Figure 14 illustrates the concentration of sulfate ions at various depths under different bending stresses. The data indicates that the concentration of sulfate ions within cement-based materials increases with increasing load. Bending stress facilitates the ingress of sulfate ions into these materials. For samples of cement-based material at identical depths, it is observed that the ion concentration under 0% bending stress is lower than that under 20% bending stress, which in turn is lower than that under 40% bending stress.
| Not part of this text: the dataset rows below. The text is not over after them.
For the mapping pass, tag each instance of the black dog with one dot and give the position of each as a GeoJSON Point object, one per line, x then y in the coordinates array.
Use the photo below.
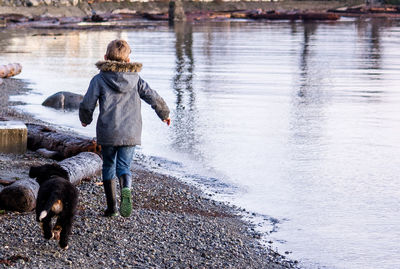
{"type": "Point", "coordinates": [56, 197]}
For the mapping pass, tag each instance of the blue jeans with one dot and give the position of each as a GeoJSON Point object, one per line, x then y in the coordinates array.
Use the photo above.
{"type": "Point", "coordinates": [116, 159]}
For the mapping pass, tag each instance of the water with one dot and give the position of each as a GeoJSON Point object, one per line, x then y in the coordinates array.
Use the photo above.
{"type": "Point", "coordinates": [295, 122]}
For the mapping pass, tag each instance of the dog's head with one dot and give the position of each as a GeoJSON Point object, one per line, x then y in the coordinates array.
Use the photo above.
{"type": "Point", "coordinates": [45, 172]}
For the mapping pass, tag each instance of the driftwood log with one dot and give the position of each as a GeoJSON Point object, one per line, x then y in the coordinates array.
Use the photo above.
{"type": "Point", "coordinates": [20, 196]}
{"type": "Point", "coordinates": [82, 166]}
{"type": "Point", "coordinates": [40, 136]}
{"type": "Point", "coordinates": [10, 70]}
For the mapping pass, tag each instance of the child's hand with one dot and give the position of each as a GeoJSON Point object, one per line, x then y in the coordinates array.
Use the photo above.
{"type": "Point", "coordinates": [167, 121]}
Figure 15 presents a comparison of the simulated results and the measured sulfate ion concentrations (obtained through EDTA complexometric titration) at various ages and depths under different magnitudes of bending stress. The figure indicates that the measured sulfate ion concentrations at varying depths are generally consistent with the simulated results across different bending stresses and erosion ages, with an error margin of approximately 5% observed only at a depth of 5 mm. This discrepancy can be attributed to the porous nature of cement-based materials, where applied stress alters the internal pore structure and increases micro-crack formation, leading to some deviation between the experimental and simulation outcomes. However, according to Sharifi and Wu et al. [25,43,44], a simulation error of 5% is within the allowable range. Additionally, as illustrated in the figure, the impact of bending stress on erosion diminishes as the erosion age increases. Consequently, after a certain point in the erosion age, bending stress ceases to enhance sulfate erosion.

5. Conclusions

The following conclusions have been derived from the investigation of cementitious materials and the impact of flexural loading coupled with sulfate exposure on their properties:

(1)

The compressive strength of cement-based materials increases first and then decreases with the increase in sulfate corrosion age, reaching its maximum value at 60 d of corrosion; the flexural strength of cement-based materials decreases with the increase in bending stress, and increases first and then decreases with the increase in corrosion age. Bending loads, which accelerate erosion, are to be avoided as much as possible in engineering design;

(2)

The main reason for sulfate attack on cement-based materials is that sulfate ions enter the cement-based material through diffusion or other means and react chemically with hydrated calcium silicate and other substances to produce expansive products, such as gypsum and ettringite. When engineering inspections are carried out in areas such as salt lakes containing sulfates, an inspection depth of about 40 mm is sufficient;

(3)

The porosity of cement-based materials decreases initially and then increases with the increase in sulfate attack age, and the porosity of concrete is greater than that of mortar at the same water-to-cement ratio;

(4)

A multi-physics field coupling model was established. The predicted curve of this model had a high degree of consistency with the experimental curve. However, the model has certain limitations in assuming that there is a certain flux only on the eroded surface of the specimen.